This is an exciting time to be working on accessibility and inclusion, and in particular on such technical aspects as eAccessibility and Assistive Technology. There is increasing awareness of the many unnecessary barriers, physical or otherwise, that impede opportunities for work, education, and participation by people with disabilities. At the same time, efforts are ongoing to remove these barriers through better education, policy, and technology. Many companies are beginning to realize that embracing fully inclusive practices may translate into a more productive workplace. Transit agencies and airlines are moving to enable safer and more comfortable travel to all passengers, including those with mobility, sensory, or cognitive impairments. The entertainment industry has begun to provide audio description services, in addition to captioning, to make movies and shows accessible to those who cannot see or hear. Important pieces of legislation, such as the Americans with Disabilities Act, which turns 30 this year, or the newborn European Accessibility Act, have been put in place to protect against disability-related discrimination, and to ensure that products and services are made accessible to everyone. The U.N. Convention on the Rights of Persons with Disabilities, adopted in 2006, affirms the right of people with disabilities to make independent decisions for their lives and to be active members of society.
Technology has tremendous potential for removing accessibility barriers. Not surprisingly, in recent years Artificial Intelligence has captured the lion\’s share of attention for technological trends in accessibility. Smartphone apps now read text and recognize objects, and automatically describe the content of pictures. Ever-improving speech understanding algorithms enable hand-free control of computers, appliances or devices, with research ongoing on the recognition of dysarthric speech. Autonomous cars may in the near future provide individualized transportation to those who cannot drive, while exoskeleton systems will enable ambulation to people with paraplegia. Intelligent homes offer opportunities for independent living to those with reduced motion control. At the urban scale, mapping and localization systems are being deployed in public spaces to support orientation and wayfinding, or to identify safe paths to traverse for wheelchair users.
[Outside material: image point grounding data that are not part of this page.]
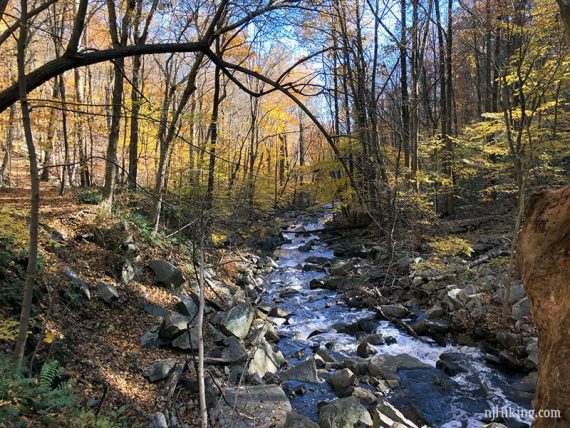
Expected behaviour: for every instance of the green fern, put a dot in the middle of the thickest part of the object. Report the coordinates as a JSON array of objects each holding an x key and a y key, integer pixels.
[{"x": 50, "y": 371}]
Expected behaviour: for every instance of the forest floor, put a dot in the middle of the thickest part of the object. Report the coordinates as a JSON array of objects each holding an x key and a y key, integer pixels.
[{"x": 100, "y": 344}]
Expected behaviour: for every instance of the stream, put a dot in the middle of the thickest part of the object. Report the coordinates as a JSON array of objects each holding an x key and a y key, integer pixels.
[{"x": 441, "y": 400}]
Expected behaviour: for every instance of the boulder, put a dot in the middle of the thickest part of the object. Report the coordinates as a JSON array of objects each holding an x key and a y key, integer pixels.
[
  {"x": 159, "y": 370},
  {"x": 265, "y": 359},
  {"x": 296, "y": 420},
  {"x": 259, "y": 405},
  {"x": 303, "y": 372},
  {"x": 188, "y": 306},
  {"x": 365, "y": 350},
  {"x": 344, "y": 413},
  {"x": 342, "y": 382},
  {"x": 341, "y": 268},
  {"x": 386, "y": 415},
  {"x": 436, "y": 311},
  {"x": 106, "y": 292},
  {"x": 77, "y": 281},
  {"x": 187, "y": 343},
  {"x": 166, "y": 274},
  {"x": 366, "y": 397},
  {"x": 394, "y": 311},
  {"x": 157, "y": 420},
  {"x": 237, "y": 320},
  {"x": 451, "y": 363},
  {"x": 173, "y": 325}
]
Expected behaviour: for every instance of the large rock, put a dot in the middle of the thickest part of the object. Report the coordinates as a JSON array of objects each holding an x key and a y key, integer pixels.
[
  {"x": 159, "y": 370},
  {"x": 342, "y": 382},
  {"x": 259, "y": 405},
  {"x": 296, "y": 420},
  {"x": 167, "y": 274},
  {"x": 387, "y": 416},
  {"x": 188, "y": 306},
  {"x": 344, "y": 413},
  {"x": 265, "y": 359},
  {"x": 106, "y": 292},
  {"x": 394, "y": 311},
  {"x": 173, "y": 325},
  {"x": 304, "y": 372},
  {"x": 237, "y": 320}
]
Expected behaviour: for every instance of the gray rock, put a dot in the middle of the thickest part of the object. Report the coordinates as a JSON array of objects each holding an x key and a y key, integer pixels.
[
  {"x": 106, "y": 292},
  {"x": 304, "y": 372},
  {"x": 167, "y": 274},
  {"x": 187, "y": 306},
  {"x": 267, "y": 404},
  {"x": 159, "y": 370},
  {"x": 158, "y": 420},
  {"x": 173, "y": 325},
  {"x": 265, "y": 360},
  {"x": 394, "y": 311},
  {"x": 187, "y": 343},
  {"x": 374, "y": 339},
  {"x": 436, "y": 311},
  {"x": 127, "y": 272},
  {"x": 296, "y": 420},
  {"x": 365, "y": 350},
  {"x": 341, "y": 268},
  {"x": 237, "y": 320},
  {"x": 386, "y": 415},
  {"x": 521, "y": 309},
  {"x": 342, "y": 382},
  {"x": 150, "y": 338},
  {"x": 363, "y": 395},
  {"x": 76, "y": 280},
  {"x": 344, "y": 413}
]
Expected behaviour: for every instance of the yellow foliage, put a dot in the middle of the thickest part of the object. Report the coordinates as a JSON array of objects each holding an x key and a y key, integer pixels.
[
  {"x": 8, "y": 329},
  {"x": 452, "y": 246}
]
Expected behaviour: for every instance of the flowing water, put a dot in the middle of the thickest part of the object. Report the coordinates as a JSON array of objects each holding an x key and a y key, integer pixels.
[{"x": 460, "y": 401}]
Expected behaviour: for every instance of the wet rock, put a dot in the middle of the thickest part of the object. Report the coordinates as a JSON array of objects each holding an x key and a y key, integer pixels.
[
  {"x": 237, "y": 320},
  {"x": 365, "y": 350},
  {"x": 393, "y": 363},
  {"x": 344, "y": 413},
  {"x": 318, "y": 260},
  {"x": 265, "y": 360},
  {"x": 267, "y": 404},
  {"x": 450, "y": 363},
  {"x": 374, "y": 339},
  {"x": 386, "y": 415},
  {"x": 173, "y": 325},
  {"x": 341, "y": 268},
  {"x": 188, "y": 306},
  {"x": 159, "y": 370},
  {"x": 304, "y": 372},
  {"x": 157, "y": 420},
  {"x": 296, "y": 420},
  {"x": 436, "y": 311},
  {"x": 166, "y": 274},
  {"x": 342, "y": 382},
  {"x": 311, "y": 267},
  {"x": 521, "y": 309},
  {"x": 394, "y": 311},
  {"x": 507, "y": 340},
  {"x": 363, "y": 395},
  {"x": 531, "y": 361},
  {"x": 106, "y": 292}
]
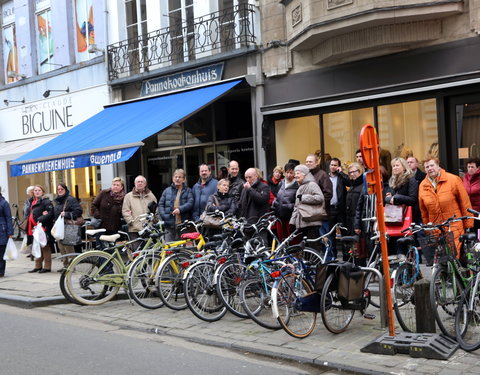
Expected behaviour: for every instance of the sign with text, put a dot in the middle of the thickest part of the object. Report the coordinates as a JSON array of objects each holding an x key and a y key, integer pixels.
[
  {"x": 51, "y": 116},
  {"x": 70, "y": 162},
  {"x": 190, "y": 78}
]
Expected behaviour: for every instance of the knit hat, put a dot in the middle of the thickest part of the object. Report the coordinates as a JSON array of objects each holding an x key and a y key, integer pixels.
[{"x": 302, "y": 168}]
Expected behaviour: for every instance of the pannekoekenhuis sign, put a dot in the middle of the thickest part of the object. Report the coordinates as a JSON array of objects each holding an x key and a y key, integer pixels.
[{"x": 190, "y": 78}]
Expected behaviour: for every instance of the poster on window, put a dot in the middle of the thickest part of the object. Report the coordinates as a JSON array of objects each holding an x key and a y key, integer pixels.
[
  {"x": 84, "y": 24},
  {"x": 10, "y": 54},
  {"x": 45, "y": 41}
]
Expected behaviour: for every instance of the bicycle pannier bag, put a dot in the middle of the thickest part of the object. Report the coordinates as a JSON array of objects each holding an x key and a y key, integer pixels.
[
  {"x": 393, "y": 214},
  {"x": 350, "y": 283},
  {"x": 72, "y": 235},
  {"x": 309, "y": 302}
]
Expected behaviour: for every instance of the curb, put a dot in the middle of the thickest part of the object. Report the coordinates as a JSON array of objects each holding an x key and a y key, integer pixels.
[{"x": 240, "y": 347}]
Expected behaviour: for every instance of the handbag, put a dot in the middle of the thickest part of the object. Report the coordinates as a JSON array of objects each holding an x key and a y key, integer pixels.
[
  {"x": 393, "y": 214},
  {"x": 95, "y": 223},
  {"x": 72, "y": 236},
  {"x": 11, "y": 252},
  {"x": 211, "y": 221},
  {"x": 23, "y": 225},
  {"x": 58, "y": 230}
]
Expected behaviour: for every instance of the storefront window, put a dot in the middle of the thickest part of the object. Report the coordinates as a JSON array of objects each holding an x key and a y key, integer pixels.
[
  {"x": 198, "y": 128},
  {"x": 407, "y": 129},
  {"x": 342, "y": 132},
  {"x": 233, "y": 118},
  {"x": 468, "y": 132},
  {"x": 242, "y": 152},
  {"x": 295, "y": 138},
  {"x": 172, "y": 136}
]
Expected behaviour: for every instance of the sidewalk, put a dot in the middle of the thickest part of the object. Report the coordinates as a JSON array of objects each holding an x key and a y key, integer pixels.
[{"x": 322, "y": 348}]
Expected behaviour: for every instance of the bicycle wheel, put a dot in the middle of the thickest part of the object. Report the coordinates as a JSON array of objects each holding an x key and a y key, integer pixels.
[
  {"x": 169, "y": 281},
  {"x": 334, "y": 316},
  {"x": 467, "y": 320},
  {"x": 296, "y": 323},
  {"x": 94, "y": 278},
  {"x": 141, "y": 280},
  {"x": 404, "y": 296},
  {"x": 445, "y": 292},
  {"x": 229, "y": 277},
  {"x": 257, "y": 302},
  {"x": 200, "y": 293}
]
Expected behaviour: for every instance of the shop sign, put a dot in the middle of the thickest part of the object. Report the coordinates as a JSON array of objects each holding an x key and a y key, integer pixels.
[
  {"x": 51, "y": 116},
  {"x": 190, "y": 78},
  {"x": 70, "y": 162}
]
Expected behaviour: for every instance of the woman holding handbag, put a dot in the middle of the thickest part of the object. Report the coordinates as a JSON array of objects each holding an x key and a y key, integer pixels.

It is encouraging that all major information technology companies have committed to including accessibility features in their products, and even started their own research labs in access technology. Yet, sometimes innovation comes from the grassroots. Communities of makers have taken on the challenges of designing low-budget assistive technology, often involving people with disabilities in exciting co-design experiments. Crowdsourcing and microvolunteering projects have evolved into accessibility platforms with thousands of contributors and users.
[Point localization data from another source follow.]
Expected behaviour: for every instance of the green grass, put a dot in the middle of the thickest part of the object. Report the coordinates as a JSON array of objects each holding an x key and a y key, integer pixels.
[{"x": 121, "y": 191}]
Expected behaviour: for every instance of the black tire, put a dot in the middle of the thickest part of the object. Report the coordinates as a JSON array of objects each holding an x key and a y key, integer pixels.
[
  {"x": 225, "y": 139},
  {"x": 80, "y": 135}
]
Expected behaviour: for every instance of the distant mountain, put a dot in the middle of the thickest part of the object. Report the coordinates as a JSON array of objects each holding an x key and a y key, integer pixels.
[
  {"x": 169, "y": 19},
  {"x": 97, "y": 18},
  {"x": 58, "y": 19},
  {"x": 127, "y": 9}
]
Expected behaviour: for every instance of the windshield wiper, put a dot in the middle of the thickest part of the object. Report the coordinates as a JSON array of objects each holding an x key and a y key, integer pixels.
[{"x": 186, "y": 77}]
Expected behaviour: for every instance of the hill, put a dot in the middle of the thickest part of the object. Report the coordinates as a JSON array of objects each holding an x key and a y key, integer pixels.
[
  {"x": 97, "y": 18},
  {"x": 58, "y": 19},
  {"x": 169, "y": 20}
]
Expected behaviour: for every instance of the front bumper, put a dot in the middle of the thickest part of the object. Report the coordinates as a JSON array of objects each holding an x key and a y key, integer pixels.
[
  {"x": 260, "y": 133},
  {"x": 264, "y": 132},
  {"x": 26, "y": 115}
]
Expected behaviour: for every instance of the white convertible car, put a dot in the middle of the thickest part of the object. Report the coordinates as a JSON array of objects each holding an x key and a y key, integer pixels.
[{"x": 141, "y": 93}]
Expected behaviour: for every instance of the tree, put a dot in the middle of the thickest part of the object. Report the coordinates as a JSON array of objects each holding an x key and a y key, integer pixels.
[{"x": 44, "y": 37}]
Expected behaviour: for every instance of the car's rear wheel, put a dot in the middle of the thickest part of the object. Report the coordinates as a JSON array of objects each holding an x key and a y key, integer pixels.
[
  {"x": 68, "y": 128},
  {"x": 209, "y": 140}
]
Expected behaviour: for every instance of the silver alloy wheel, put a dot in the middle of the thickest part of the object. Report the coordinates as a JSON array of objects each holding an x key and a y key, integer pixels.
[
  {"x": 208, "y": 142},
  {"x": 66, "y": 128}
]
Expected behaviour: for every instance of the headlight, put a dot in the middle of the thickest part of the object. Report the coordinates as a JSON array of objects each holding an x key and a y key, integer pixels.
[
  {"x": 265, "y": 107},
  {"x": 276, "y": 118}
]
It is in this context that the 17th International Conference on Computers Helping People with Special Needs (ICCHP) will take place. Since its inception in 1989, ICCHP has evolved to become the largest European conference on Accessibility Technologies. It offers an inclusive and accessible environment, where participation of researchers with disabilities is particularly encouraged. ICCHP is a venue for showcasing cutting-edge technology, but also a place where to mingle with old and new colleagues for thought-provoking discussions.
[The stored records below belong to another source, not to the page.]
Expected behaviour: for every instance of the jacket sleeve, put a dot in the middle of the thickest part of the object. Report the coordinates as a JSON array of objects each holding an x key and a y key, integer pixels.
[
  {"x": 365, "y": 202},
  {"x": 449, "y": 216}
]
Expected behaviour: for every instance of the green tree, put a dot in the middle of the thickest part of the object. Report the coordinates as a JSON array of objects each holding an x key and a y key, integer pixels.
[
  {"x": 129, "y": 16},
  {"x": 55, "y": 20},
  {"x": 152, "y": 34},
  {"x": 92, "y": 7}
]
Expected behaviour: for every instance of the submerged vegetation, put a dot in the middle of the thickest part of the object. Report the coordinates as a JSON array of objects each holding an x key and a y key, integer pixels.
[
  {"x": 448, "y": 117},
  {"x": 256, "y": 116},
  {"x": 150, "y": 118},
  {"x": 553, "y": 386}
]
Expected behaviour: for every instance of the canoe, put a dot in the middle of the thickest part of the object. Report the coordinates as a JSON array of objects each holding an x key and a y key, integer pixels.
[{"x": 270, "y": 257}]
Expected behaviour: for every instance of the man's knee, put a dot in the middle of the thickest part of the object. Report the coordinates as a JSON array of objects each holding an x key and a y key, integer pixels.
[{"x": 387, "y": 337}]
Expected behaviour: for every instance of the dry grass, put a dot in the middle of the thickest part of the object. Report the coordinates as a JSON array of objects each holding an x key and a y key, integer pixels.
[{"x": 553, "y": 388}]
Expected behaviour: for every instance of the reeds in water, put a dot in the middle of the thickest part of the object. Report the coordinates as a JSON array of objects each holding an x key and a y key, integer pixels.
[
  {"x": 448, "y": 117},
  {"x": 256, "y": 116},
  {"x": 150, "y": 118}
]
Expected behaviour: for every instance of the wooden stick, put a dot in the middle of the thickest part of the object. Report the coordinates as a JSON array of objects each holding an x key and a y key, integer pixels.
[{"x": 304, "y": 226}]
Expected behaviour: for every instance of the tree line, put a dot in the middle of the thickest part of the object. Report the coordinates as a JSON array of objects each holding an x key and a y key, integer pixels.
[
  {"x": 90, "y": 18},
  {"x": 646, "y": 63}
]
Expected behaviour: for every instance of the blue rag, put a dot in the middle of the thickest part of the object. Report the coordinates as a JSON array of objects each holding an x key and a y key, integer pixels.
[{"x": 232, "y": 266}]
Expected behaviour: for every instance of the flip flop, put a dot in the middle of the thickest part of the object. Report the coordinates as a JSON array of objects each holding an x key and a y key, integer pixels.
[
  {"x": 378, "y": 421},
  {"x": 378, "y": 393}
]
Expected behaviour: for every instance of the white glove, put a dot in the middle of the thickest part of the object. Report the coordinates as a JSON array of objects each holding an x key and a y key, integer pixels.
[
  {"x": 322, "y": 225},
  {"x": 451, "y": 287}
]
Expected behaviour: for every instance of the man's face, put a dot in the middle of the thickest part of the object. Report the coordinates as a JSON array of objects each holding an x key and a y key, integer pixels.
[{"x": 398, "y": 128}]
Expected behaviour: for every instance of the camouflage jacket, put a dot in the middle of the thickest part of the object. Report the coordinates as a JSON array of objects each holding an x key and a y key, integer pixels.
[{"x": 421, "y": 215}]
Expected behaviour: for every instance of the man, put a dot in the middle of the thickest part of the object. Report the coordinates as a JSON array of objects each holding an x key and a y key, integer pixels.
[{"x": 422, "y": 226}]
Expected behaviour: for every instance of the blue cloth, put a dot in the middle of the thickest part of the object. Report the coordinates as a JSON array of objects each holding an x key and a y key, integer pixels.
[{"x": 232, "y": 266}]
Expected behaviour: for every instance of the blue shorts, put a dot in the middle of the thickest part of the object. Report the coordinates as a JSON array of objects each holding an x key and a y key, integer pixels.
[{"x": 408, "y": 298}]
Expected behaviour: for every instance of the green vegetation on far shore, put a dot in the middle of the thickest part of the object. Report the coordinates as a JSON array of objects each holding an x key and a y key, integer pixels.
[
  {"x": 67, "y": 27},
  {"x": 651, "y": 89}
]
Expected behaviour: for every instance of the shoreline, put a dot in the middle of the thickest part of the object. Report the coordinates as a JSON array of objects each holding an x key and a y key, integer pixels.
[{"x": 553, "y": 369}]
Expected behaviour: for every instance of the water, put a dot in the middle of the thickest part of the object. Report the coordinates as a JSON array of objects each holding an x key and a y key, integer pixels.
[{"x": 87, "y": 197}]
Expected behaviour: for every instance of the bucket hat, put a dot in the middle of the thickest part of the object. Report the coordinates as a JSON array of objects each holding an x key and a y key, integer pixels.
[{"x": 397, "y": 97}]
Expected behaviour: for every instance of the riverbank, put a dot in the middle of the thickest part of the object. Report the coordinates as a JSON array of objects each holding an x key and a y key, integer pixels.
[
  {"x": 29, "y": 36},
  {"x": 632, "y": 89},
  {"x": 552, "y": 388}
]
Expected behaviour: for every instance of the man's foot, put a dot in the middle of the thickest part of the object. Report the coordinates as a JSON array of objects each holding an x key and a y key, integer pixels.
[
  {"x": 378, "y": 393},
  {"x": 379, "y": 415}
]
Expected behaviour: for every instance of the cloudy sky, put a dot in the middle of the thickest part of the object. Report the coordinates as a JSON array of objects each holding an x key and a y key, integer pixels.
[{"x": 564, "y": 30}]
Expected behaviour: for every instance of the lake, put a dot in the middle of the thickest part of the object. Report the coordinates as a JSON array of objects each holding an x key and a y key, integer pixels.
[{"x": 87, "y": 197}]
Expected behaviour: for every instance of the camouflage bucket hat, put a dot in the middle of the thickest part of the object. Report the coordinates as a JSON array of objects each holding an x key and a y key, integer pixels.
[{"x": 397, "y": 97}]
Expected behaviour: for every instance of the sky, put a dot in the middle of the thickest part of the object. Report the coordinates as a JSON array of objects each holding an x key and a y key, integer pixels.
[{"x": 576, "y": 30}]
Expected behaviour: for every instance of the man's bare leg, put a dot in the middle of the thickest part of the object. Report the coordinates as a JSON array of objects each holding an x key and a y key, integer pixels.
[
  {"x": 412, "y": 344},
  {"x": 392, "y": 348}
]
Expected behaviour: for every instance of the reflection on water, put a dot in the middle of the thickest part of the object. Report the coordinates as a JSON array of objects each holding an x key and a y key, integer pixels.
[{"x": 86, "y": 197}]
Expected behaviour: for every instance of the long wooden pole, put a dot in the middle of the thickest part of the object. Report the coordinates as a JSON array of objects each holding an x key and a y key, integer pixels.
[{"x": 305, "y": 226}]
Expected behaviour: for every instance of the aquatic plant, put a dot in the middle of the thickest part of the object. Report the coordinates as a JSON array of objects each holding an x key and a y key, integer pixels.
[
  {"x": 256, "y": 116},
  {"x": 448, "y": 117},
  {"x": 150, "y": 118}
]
Original contributions submitted to ICCHP undergo a rigorous peer review process, and accepted papers are published as part of the Springer Lecture Notes in Computer Science (LNCS). Technical presentations are organized in Special Thematic Sessions. The conference also features multiple parallel activities, including a Universal Learning DesignTrack, Young Researchers Consortium, German Spoken ICT Forum, Code for a Cause Competition (C4C), and Summer University on Access to Math, Statistics and Science for Blind and Partially Sighted People.